CHAPTER EIGHT: In The Alien City

THE STRANGEST thing in all the strangeness of this house was the painting on the wall of the big room downstairs. When Agat had gone and the rooms were deathly still she stood gazing at this picture till it became the world and she the wall. And the world was a network: a deep network, like interlacing branches in the woods, like inter-running currents in water, silver, gray, black, shot through with green and rose and a yellow like the sun. As one watched their deep network one saw in it, among it, woven into it and weaving it, little and great patterns and figures, beasts, trees, grasses, men and women and other creatures, some like farborns and some not; and strange shapes, boxes set on round legs, birds, axes, silver spears and feathers of fire, faces that were not faces, stones with wings and a tree whose leaves were stars.

"What is that?" she asked the farborn woman whom Agat had asked to look after her, his kinswoman; and she in her way that was an effort to be kind replied, "A painting, a picture—your people make pictures, don't they?"

"Yes, a little. What is it telling of?"

"Of the other worlds and our home. You see the people in it...It was painted long ago, in the first Year of our exile, by one of the sons of Esmit." , "What is that?" Rolery pointed, from a respectful distance.

"A building—the Great Hall of the League on the world called Davenant."

"And that?"

"An erkar."

"I listen again," Rolery said politely—she was on her best manners at every moment now—but when Seiko Esmit seemed not to understand the formality, she asked, "What is an erkar?"

The farborn woman pushed out her lips a little and said indifferently, "A ... thing to ride in, like a ... well, you don't even use wheels, how can I tell you?

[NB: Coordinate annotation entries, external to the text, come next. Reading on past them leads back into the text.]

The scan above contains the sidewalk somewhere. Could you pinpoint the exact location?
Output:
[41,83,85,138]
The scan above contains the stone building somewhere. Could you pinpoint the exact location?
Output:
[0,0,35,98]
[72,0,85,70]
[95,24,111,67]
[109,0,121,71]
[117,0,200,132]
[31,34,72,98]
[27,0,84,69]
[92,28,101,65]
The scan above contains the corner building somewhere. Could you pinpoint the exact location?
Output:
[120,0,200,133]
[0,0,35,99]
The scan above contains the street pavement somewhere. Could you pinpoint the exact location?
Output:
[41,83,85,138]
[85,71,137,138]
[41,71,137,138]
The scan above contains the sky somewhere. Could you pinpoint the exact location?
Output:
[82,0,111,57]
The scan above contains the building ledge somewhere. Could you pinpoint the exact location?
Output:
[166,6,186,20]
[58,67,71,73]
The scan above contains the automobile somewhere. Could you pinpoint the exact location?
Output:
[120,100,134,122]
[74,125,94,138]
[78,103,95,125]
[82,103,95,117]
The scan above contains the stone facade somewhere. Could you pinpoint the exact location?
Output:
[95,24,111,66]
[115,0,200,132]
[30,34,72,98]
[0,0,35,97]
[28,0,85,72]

You've seen our wheeled carts?

Yes? Well, this was a cart to ride in, but it flew in the sky."

"Can your people make such cars now?" Rolery asked in pure wonderment, but Seiko took the question wrong. She replied with rancor, "No. How could we keep such skills here, when the Law commanded us not to rise above your level? For six hundred years your people have failed to learn the use of wheels!"

Desolate in this strange place, exiled from her people and now alone without Agat, Rolery was frightened of Seiko Esmit and of every person and every thing she met. But she would not be scorned by a jealous woman, an older woman. She said, "I ask to learn. But I think your people haven't been here for six hundred years."

"Six hundred home-years is ten Years here." After a moment Seiko Esmit went on, "You see, we don't know all about the erkars and many other things that used to belong to our people, because when our ancestors came here they were sworn to obey a law of the League, which forbade them to use many things different from the things the native people used. This was called Cultural Embargo. In time we would have taught you how to make things—like wheeled carts. But the Ship left. There were few of us here, and no word from the League, and we found many enemies among your nations in those days. It was hard for us to keep the Law and also to keep what we had and knew. So perhaps we lost much skill and knowledge. We don't know."